Broekhuizen LN, Lemkes BA, Mooij HL, et al. Effect of sulodexide on endothelial glycocalyx and vascular permeability in patients with type 2 diabetes mellitus. Diabetologia. 2010;53(12):2646–2655.
Chappell D, Jacob M, Hofmann-Kiefer K, et al. Hydrocortisone preserves the vascular barrier by protecting the endothelial glycocalyx. Anesthesiology. 2007;107(5):776–784.
Lam PK, McBride A, Le DHT, et al. Visual and biochemical evidence of glycocalyx disruption in human dengue infection, and association with plasma leakage severity. Frontiers in Medicine. 2020;7:545813.
Lee K, Hsieh CJ, Lee CT, Liu JW. Diabetic patients suffering dengue are at risk for development of dengue shock syndrome/severe dengue. Journal of Microbiology, Immunology and Infection. 2020;53(1):69–78.
Levick JR, Michel CC. Microvascular fluid exchange and the revised Starling principle.
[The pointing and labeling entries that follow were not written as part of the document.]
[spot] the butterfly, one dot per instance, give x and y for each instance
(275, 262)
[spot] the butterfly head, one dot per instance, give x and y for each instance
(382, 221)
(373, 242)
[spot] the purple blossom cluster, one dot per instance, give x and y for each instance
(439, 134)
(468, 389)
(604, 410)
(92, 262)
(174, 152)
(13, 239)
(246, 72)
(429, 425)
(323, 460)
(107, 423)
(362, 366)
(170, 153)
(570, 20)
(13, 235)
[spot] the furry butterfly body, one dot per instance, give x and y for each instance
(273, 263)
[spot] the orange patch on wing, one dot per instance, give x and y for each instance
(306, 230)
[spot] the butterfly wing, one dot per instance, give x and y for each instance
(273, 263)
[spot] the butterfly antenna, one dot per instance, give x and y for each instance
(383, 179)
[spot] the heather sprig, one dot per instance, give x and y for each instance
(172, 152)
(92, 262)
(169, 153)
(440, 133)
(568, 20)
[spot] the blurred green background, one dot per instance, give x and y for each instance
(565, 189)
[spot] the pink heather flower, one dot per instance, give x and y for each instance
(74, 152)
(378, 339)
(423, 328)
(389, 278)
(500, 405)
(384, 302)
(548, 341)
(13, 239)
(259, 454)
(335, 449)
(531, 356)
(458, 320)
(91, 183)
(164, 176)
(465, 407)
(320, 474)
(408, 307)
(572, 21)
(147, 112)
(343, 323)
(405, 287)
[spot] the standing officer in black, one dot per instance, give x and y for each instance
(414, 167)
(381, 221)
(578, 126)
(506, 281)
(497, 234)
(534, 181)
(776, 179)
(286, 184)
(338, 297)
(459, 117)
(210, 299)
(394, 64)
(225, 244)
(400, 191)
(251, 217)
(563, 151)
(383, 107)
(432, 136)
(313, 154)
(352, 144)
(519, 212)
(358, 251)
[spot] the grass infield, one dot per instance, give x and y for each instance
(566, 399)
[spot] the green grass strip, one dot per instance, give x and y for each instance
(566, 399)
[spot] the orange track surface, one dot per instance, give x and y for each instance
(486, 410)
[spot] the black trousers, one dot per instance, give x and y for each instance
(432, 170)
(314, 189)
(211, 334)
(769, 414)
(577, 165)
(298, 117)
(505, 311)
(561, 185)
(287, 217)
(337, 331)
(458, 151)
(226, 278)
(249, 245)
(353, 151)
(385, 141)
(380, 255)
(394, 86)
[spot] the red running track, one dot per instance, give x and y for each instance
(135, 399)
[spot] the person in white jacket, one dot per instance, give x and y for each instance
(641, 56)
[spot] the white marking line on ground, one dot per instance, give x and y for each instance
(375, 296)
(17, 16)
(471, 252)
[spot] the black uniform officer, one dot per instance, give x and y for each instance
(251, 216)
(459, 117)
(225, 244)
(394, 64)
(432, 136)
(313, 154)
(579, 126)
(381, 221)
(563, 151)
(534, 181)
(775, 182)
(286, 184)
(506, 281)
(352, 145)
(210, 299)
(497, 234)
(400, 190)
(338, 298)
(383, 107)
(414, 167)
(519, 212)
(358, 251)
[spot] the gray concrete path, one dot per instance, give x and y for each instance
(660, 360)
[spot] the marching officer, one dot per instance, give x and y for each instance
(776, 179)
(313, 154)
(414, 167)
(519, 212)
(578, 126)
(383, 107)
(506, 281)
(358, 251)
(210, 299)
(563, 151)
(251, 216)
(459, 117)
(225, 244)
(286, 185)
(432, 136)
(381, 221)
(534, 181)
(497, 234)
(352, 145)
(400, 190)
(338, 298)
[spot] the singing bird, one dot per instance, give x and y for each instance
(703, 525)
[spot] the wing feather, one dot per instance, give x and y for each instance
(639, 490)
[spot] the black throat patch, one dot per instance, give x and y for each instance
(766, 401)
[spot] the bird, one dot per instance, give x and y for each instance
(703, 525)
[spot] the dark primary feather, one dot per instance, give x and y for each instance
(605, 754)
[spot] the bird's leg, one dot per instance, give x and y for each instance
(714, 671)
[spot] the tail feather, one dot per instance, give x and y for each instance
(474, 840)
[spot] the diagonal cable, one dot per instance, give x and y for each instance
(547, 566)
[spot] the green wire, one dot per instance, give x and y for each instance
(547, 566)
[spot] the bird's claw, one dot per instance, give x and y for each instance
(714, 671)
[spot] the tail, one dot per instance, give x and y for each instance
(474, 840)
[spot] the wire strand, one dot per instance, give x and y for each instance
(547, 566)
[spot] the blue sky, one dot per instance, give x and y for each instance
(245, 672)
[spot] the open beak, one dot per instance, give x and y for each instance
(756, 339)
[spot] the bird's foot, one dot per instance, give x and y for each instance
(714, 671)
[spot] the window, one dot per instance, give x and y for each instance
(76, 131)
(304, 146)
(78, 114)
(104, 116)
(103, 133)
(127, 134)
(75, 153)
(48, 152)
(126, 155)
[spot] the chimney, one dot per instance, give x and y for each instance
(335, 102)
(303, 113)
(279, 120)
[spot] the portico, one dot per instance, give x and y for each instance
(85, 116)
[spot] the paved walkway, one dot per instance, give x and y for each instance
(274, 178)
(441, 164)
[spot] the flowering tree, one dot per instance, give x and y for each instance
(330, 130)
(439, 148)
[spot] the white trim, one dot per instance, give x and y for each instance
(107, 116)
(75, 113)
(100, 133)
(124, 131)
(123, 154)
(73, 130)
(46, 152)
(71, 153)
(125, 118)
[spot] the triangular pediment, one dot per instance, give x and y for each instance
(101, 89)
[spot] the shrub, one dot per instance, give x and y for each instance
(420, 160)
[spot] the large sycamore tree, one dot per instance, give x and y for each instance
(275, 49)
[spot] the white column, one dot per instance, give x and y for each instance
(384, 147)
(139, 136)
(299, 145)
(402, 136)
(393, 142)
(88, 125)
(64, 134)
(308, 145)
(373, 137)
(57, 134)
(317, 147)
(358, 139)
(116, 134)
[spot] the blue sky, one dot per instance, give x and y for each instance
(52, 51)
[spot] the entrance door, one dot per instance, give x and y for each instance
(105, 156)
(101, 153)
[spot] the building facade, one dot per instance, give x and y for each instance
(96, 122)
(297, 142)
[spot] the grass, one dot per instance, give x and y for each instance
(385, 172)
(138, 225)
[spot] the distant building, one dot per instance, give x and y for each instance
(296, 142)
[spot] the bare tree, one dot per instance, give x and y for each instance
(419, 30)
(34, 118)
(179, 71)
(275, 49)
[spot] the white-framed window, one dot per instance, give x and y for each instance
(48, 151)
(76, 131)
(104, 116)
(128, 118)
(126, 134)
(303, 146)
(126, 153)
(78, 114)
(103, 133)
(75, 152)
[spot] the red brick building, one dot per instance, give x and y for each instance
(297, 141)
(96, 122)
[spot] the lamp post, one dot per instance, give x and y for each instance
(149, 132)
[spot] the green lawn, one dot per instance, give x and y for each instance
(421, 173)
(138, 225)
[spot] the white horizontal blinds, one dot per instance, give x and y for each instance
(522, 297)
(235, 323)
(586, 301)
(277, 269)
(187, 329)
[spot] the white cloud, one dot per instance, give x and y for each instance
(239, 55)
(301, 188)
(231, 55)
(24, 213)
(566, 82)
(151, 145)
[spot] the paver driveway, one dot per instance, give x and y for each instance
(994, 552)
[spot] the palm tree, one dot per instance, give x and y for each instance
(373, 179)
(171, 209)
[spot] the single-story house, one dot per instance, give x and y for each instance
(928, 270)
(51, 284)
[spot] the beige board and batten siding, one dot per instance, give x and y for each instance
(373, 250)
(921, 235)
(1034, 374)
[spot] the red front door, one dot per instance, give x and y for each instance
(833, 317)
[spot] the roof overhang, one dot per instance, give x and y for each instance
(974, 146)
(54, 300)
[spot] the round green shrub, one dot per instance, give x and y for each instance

Cardiovascular Research. 2010;87(2):198–210.
Reitsma S, Slaaf DW, Vink H, et al. The endothelial glycocalyx: composition, functions, and visualisation. Pflugers Archiv. 2007;454(3):345–359.
Starling EH. On the absorption of fluids from the connective tissue spaces. Journal of Physiology. 1896;19(4):312–326.
Wills BA, Dung NM, Loan HT, et al. Comparison of three fluid solutions for resuscitation in dengue shock syndrome. New England Journal of Medicine. 2005;353(9):877–889.